Para muchos ciudadanos de cualquier metrópoli, tener su lugar de trabajo a menos de una hora de desplazamiento desde sus hogares es una suerte de fortuna que aumenta su calidad de vida. Esa hora le permite a otra persona que desempeñe el mismo trabajo en una pequeña localidad pasar más tiempo con su familia, leer o dormir. En su caso un desplazamiento mayor de 10 minutos implica una eternidad. Hoy, las ciudades no se miden sólo por su tamaño o por su población, sino también por el tiempo utilizado para desplazarse a lugares básicos en la vida de cualquier persona, como el trabajo, el hospital o el colegio de los niños.
Uno de cada dos habitantes del planeta vive en una ciudad. El 75% de la población de los países ricos es urbana.
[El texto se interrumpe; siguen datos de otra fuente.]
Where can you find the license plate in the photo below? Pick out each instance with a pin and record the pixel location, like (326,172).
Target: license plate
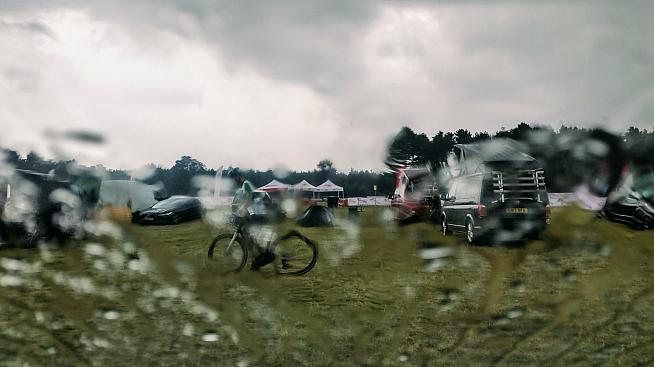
(517,210)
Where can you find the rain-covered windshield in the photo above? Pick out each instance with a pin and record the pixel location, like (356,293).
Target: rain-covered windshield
(172,203)
(435,183)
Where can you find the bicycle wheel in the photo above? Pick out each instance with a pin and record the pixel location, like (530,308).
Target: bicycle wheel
(294,254)
(228,259)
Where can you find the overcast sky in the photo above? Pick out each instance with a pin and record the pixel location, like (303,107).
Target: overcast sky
(265,83)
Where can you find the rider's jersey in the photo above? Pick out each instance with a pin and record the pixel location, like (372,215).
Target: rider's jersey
(246,189)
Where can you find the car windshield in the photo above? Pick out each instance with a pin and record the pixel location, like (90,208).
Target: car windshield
(433,183)
(171,203)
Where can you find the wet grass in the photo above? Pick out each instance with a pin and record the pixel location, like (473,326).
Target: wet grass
(583,295)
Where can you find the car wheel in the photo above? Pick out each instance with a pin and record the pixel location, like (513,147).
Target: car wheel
(470,232)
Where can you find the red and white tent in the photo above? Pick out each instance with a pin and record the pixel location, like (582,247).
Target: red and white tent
(274,186)
(304,186)
(329,186)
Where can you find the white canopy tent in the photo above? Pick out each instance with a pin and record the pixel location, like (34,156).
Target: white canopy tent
(133,194)
(274,186)
(329,187)
(304,186)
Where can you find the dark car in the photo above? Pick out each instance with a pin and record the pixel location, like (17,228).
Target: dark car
(631,210)
(496,206)
(175,209)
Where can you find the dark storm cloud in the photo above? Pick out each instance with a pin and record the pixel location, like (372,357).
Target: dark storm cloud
(31,26)
(433,65)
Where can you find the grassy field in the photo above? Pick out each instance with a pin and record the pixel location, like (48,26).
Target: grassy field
(379,295)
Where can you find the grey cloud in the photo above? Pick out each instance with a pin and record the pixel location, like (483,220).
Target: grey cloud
(22,79)
(31,26)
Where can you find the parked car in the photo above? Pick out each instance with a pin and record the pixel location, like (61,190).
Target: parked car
(174,210)
(499,206)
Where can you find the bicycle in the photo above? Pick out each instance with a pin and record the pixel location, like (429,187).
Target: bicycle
(294,254)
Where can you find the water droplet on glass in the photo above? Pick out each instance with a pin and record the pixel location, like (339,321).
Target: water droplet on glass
(210,337)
A pesar de ello, el último Informe del Centro de la ONU para los Asentamientos Humanos vaticina que nueve de los diez mayores núcleos urbanos en el año 2020 estarán en países en desarrollo.
Las ciudades ofrecen servicios esenciales más baratos y a mayor escala que las áreas rurales, pero por su configuración presentan diversos riesgos para la salud de sus moradores. Desde el siglo XIX, con la Revolución Industrial, el concepto de ciudad lleva asociada la idea de ruido, hacinamiento, viviendas pequeñas, falta de aire y de luz, atascos, polución, malos olores…
Las ciudades más grandes y desarrolladas no son siempre las que ofrecen mayor calidad de vida a sus habitantes. Estos son una especie de nómadas urbanos que ocupan demasiado tiempo diariamente en recorrer la distancia que les separa de sus destinos. La contaminación que respiran, y el estrés que padecen por ir constantemente a contra reloj, sin apenas tiempo para el ocio o la familia, provocan enfermedades cardiovasculares o somáticas. La angustia se manifiesta mediante síntomas corporales. Casi el 255 de las dolencias por las que los enfermos acuden al médico tienen su origen en cuadros de ansiedad.
Pero no son los adultos los únicos perjudicados. Sus hijos conforman la llamada ‘generación de la llave’. Sus padres les entregan una copia de la llave de sus casas y se despiden de ellos cada mañana a primera hora con un desesperanzador ‘hasta la noche’. El niño tiene todo el día por delante para ir al colegio, comer solo, y dedicar la tarde a ver los poco educativos programas que ofrecen las televisiones en la franja vespertina o jugar durante horas con los videojuegos.
La crisis económica actual debe suponer una oportunidad para llevar a las ciudades un desarrollo que no ponga en peligro a las generaciones futuras, y que gestione de manera racional y respetuosa los recursos naturales y urbanos disponibles. En la actualidad en las megápolis no se produce casi ningún bien fundamental necesario para la vida de sus habitantes; ni alimentos, ni materias primas, ni energías.
La ciudad alemana de Friburgo mantiene un compromiso con el desarrollo urbano sostenible desde hace más de 30 años. Desde 1970 hasta hoy, ha pasado de tener 29 kilómetros de carril-bici, a más de 500 kilómetros. Pero no es éste su único paso hacia la sostenibilidad. El 5% de la electricidad consumida en los hogares procede del sol, mediante la colocación de pequeños paneles solares en las propias viviendas, hospitales, o escuelas.
Si hacemos nuestra la metáfora que compara a las ciudades con organismos vivos, quizá así asimilemos que sufren problemas circulatorios, que están atravesadas por cicatrices —vías férreas y autopistas—, que el aire que respiran está viciado, etc. Los remedios para esos males pasan por la sostenibilidad. Y el primer paso para conseguirla es la urbanización a escala humana.